A boss acting for the MV Rena's Greek owners has again said sorry for the ship's calamitous grounding four years ago.
Konstantinos Zacharatos, a top executive with Rena owners Daina Shipping, yesterday made the apology at resource consent hearings into an application to leave the remains of the ship on Astrolabe Reef and to authorise the discharge of any further contaminants.
The hearings, which began yesterday at Mt Maunganui's ASB Baypark stadium, come nearly four years after the 37,000-tonne Rena slammed into the reef, setting in motion the country's worst maritime environmental disaster.
Although several iwi groups remained against the proposal, Mr Zacharatos said he did not consider the consent process as "adversarial".

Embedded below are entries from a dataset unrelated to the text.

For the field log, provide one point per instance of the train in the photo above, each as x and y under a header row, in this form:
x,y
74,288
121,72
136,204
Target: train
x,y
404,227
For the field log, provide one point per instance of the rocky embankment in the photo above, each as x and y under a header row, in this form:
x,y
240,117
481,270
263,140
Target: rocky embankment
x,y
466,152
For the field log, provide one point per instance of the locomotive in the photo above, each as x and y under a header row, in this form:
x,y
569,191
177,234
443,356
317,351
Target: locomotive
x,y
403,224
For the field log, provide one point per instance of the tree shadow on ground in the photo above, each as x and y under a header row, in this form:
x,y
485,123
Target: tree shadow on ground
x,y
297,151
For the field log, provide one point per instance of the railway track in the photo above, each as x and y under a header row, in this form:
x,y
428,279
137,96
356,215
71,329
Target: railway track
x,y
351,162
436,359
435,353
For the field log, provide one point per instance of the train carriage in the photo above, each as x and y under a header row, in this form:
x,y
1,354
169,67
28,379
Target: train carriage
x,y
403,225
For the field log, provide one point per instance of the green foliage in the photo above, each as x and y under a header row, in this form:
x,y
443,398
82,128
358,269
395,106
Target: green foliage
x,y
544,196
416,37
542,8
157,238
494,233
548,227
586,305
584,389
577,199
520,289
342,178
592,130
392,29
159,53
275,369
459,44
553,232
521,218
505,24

"The application for resource consent before the tribunal is not simply a proposal by the owner and its underwriters," he told a panel of commissioners.
"It is an application that has been developed and informed every step of the way with the feedback of the community, local authorities and Maori."
Earlier in the hearings, the legal counsel acting for the owners claimed the Bay of Plenty would be no better off - "and possibly worse" - if their proposal to leave the wreck on the reef was rejected.
Matt Casey, QC, said if the consent was declined or not exercised, the existing contaminants - including copper and TBT - would remain there and there would be no monitoring, contingencies or other mitigation to address them.
However, he assured the panel the wreck was now in a state where the potential for harm to the environment or to human health was "minimal", with any remaining risks addressed by conditions of the consent.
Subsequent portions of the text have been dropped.